I am trying to prove the following: Let $T$ be a stopping time bounded by $c$, and let $(X_n)$ be a martingale, then $E(X_T)=E(X_0)$.
Here is what I did: $\int X_{T}dP=\int\sum_{n=0}^{c}X_n\mathbb{1}_{T=n}dP=\sum_{n=0}^{c}\int_{(T=n)}X_ndP=\sum_{n=0}^{c}\int_{(T=n)}E(X_c|F_n)dP=\sum_{n=0}^{c}\int_{(T=n)}X_cdP=\sum_{n=0}^{c}\int X_{c}\mathbb{1}_{T=n}dP=\int X_{c}dP=\int E(X_c|F_0)dP=\int X_0dP$.
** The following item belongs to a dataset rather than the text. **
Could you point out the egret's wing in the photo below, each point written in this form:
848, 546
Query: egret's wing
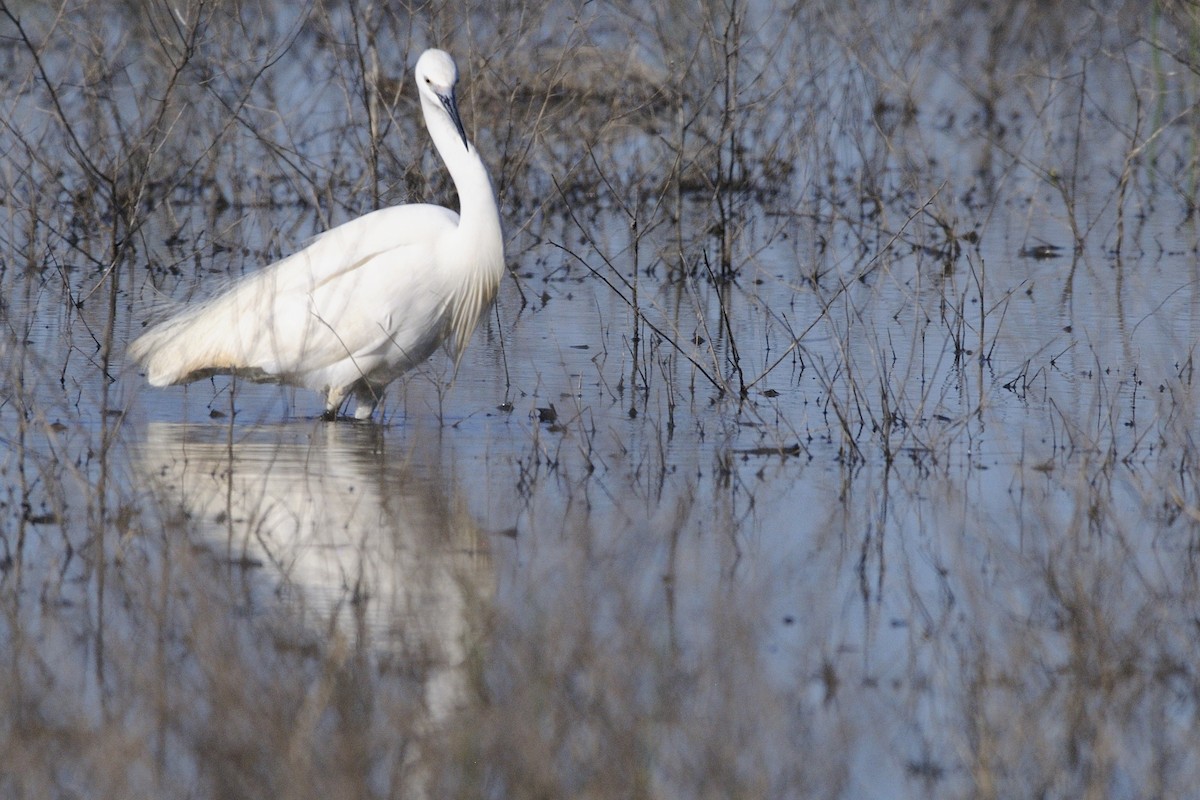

Is everything alright here? I know $E(X_c|F_0)$ is $F_0$ measurable, whereas $X_c$ is not, have I written everything correctly?
Thanks for your time.
Yes, it is indeed correct. Maybe the step $$\mathbb E\left[\mathbb E[X_c\mid\mathcal F_n]\mathbb 1_{\{T=n\} }\right]=\mathbb E\left[X_c\mathbb 1_{\{T=n\} } \right]$$ could be justified by the fact that $T$ is a stopping time (after all, it seems it is the unique place where we need $T$ to be a stopping time).